During "Sleepy Lagoon", the media exaggerated the headlines about the gang that wore zoot suits and created wartime hysteria and prejudice against the Mexican-American community. In what was known as the Zoot Suit Riots in May to June 1943, many Mexican-American zoot suiters from the segregated parts of town were attacked by European American servicemen and civilians. The white servicemen and civilians felt Zoot Suiters were not contributing to the war effort and were wasting valuable resources by dressing so flamboyantly. Los Angeles police officers did nothing to halt the angry mobs of white servicemen, civilians, and even their colleagues from rioting, arresting the zoot suiters instead of the attackers. After the riots and because of international criticism, the United States Department of War banned all military personnel from going to Los Angeles on leave. The Los Angeles City Council adopted a resolution that banned the wearing of zoot suits on Los Angeles streets, although no ordinance was approved by the City Council nor signed into law by the Mayor. 38th Street is often credited for starting a new style of dress: during the time the Sleepy Lagoon defendants were incarcerated, their prison-issue clothes were deliberately oversized, with the intention of drawing ridicule from Anglo inmates and prison staff. However, the Sleepy Lagoon defendants maintained their clothing well, cleaning and ironing it.
The 38th Street gang occupies a huge area on the east side of South Los Angeles and some areas in East Los Angeles. These neighborhoods had been historically known to be some of the most dangerous in the nation. Their rivalries expand to most neighborhoods all over Los Angeles County. They also have confirmed cliques in, Salt Lake City, West valley, Utah, and Wisconsin.

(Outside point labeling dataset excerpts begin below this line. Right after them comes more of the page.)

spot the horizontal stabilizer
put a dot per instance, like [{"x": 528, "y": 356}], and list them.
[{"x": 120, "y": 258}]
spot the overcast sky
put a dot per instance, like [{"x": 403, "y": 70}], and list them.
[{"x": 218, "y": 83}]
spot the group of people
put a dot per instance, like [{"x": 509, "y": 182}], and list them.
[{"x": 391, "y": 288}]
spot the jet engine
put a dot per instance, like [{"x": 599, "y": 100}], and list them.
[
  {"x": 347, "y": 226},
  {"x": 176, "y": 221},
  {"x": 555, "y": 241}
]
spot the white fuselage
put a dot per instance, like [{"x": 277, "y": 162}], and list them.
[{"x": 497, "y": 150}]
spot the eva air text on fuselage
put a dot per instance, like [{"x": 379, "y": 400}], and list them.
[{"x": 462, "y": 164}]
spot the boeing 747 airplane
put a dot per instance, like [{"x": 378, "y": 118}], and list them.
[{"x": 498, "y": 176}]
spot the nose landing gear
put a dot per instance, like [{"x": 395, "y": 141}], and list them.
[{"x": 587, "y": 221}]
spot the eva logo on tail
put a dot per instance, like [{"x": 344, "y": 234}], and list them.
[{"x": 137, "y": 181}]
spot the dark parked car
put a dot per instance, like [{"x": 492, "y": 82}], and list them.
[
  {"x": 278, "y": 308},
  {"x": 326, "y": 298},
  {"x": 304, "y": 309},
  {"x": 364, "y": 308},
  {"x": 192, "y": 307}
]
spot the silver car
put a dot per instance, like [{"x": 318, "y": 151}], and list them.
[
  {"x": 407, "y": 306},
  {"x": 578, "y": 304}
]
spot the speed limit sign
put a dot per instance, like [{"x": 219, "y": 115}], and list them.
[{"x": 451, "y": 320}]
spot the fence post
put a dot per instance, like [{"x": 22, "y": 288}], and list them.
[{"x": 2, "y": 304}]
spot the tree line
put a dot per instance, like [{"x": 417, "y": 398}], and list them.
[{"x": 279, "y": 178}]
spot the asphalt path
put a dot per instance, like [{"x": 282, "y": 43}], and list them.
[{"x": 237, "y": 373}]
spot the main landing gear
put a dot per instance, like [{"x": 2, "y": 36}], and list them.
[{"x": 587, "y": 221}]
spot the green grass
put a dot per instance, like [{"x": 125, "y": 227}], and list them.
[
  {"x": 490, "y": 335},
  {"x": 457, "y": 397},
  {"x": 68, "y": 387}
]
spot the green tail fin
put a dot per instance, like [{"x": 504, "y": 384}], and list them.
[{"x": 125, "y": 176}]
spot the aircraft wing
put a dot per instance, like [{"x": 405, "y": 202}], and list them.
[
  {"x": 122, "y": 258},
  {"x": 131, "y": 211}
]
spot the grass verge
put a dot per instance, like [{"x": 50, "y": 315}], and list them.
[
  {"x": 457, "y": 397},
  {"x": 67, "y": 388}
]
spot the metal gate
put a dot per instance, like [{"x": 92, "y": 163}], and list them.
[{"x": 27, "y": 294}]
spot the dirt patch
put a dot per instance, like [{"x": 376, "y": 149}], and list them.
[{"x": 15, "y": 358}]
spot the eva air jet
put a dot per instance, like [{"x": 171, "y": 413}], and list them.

Since the 1920s, the 38th Street gang has continued its criminal activities and has evolved to become one of California's most violent street gangs. Members conduct various activities, including drug sales, murder, theft and vandalism. In the late 1980s and early 1990s, the city closed many of its roads in the 38th Street vicinity due to high volume of people coming to purchase narcotics in the area. City administrators hoped that the blocked streets would deter nonresidents from purchasing narcotics. By the late 1990s, a federal task force was set up in order to investigate the gang's involvement in illegal drug trade; this resulted in the arrest of several of its members. The authorities confiscated thousands of dollars in drugs and money, as reported by the Los Angeles Times and local news channels. The group has historically quarreled with various rival gangs for placement and competition, which has resulted in many drive-by shootings and deaths. On August 24, 2004, a law enforcement preliminary injunction terminated the active members of the 38th Street gang, out of the streets, banning them from using firearms, alcohol, graffiti and other dangerous materials in public. 38th Street, being an old and large gang, has accumulated countless rivalries in Los Angeles county and other cities where they have established. During the 1980s, 38th Street became heavily involved in drug sales and trafficking became a specialty crime that some gang members perfected. Today 38th Street relies almost exclusively on narcotics sales and distribution as its only source of revenue.
In February 2011 the FBI arrested 37 suspects connected to the 38th Street. They were arrested on narcotics and firearms charges. The 38th Street gang is the subject of a 130-page grand jury indictment alleging violations of the federal Racketeer Influenced and Corrupt Organizations statute. Some 53 defendants are charged with violating the federal law by acting on behalf of the gang and participating in murders, murder plots, attempted murders, narcotics trafficking, robberies, extortion and witness intimidation.